Cool things about Keepalived operator:

  • It’s Kubernetes operator, therefore it’s taking care about application lifecycle
  • It can be assigned to particular node (Hello VRF!)
  • It supports cloud native monitoring
  • It can co-exist with OpenShift native services (be aware about support)

Please be noted that keepalived operator doesn’t provide pure load balancing capabilities like keepalived virtual server, only High Availability, therefore all traffic to service will go through one node.


MetalLB is new and very promising project of cloud native load balancing with support of VIP (Virtual IP) and BGP ECMP (💜💘♥). This beast supports 2 configuration methods Layer2 and BGP. Please be noted project is “Beta”.

This method uses same concept with Keepalived, with a couple of differences in realisation. For example MetalLB L2 uses memerlist based on gossip not VRRP like keepalived, but overall concept is nearly the same.

Now we are talking! BGP is well know and beloved protocol for Telco and everyone respect it. If you are not familiar with BGP, have a look here.

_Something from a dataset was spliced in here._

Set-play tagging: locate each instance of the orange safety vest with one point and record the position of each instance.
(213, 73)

So MetalLB can establish BGP session with BGP router and advertise virtual IP to your network.

ECMP with MetalLB

Also MetalLB supports ECMP, therefore traffic will be speaded across all BGP Speakers in cluster.


Cool things about MetalLB:

  • Two modes L2 and BGP
  • Supports Ingress
  • Pin L2/BGP to worker nodes
  • Compatible with CNI (Container Network Interface)
  • Load Balancing with ECMP
  • Almost unlimited number of L2 routers (VRRP has limit of 255)


With help of methods above you easily define an IP address or FQDN with one of floatingIPs in a pool what can be used by all your network elements to send SNMP Traps or configured as destination address for Event Driven Telemetry. MetalLB or Keepalived take care about IP availability and Kubernetes make sure that service is resilient and available

OpenShift provides new capabilities for Telco and Open Source community is moving forward to make it happen. OpenShift and Kubernetes are dominating in clouds, but in next few years it will be another standard for Telco Applications.
In terms of load-balancing MetalLB looks very promising from my point of view and allow to make real cool stuff, meanwhile Keepalived is mature and acknowledged in the community.